Images throughout the magazine reference Black Lives Matter; offer commentary on the societal pressure on young women to look a certain way; capture empty restaurants and family pets and video games and streetscapes. Many of the images feature different takes on light: candles; streetlights; sun beams; shadows.

Photo by Leslie Brito-Nuñez

Yanilda Recio, a recent graduate of Olney High School, created a spread she called “Calming Light”; it features four arresting images, including one that appears on the magazine’s cover as well: a young woman holding a candle in the dark (pictured at top).
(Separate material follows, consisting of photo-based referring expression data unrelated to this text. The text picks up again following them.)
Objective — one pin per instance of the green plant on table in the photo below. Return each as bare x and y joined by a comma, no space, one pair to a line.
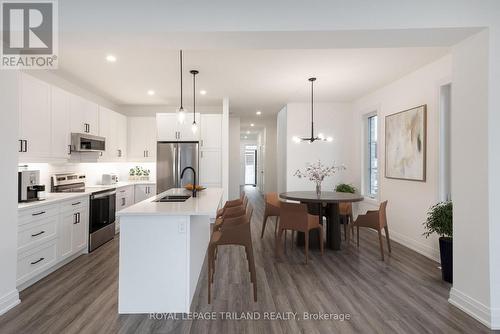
345,188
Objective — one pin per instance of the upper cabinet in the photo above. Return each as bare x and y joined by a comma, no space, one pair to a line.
34,119
84,116
113,127
61,133
141,139
211,131
169,129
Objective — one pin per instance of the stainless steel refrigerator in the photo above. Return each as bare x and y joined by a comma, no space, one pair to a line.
172,158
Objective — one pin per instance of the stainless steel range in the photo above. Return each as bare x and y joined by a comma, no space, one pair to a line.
102,206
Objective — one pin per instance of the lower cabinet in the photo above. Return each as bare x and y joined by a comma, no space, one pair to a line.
48,235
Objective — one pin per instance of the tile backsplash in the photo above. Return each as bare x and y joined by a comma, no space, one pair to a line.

Alongside her images, in Spanish and English, the text reads:

“The moments in which I sit down to think about what photos to take and how to do it are for me a way to escape reality and carry out my ideas. This is one of the things that makes me happy in these difficult times… an escape from reality and a way of expressing myself in different ways by letting my imagination fly with the little I have.”

Creating beauty in dark times, making something out of nothing, expanding boundaries and breaking barriers—what more meaningful gifts could any of us hope to give to our city’s youth?

“Photography Without Borders really helped me get through Covid,” Almodovar-Alamo says. “It gave me something I always looked forward to.”

She wants to pay that embrace forward, use her artistry to bring hope to others. “I just want to let people know that you’re not alone,” she says. “There are other people that are going through this too. We’re all here together, and we’ll get through this.”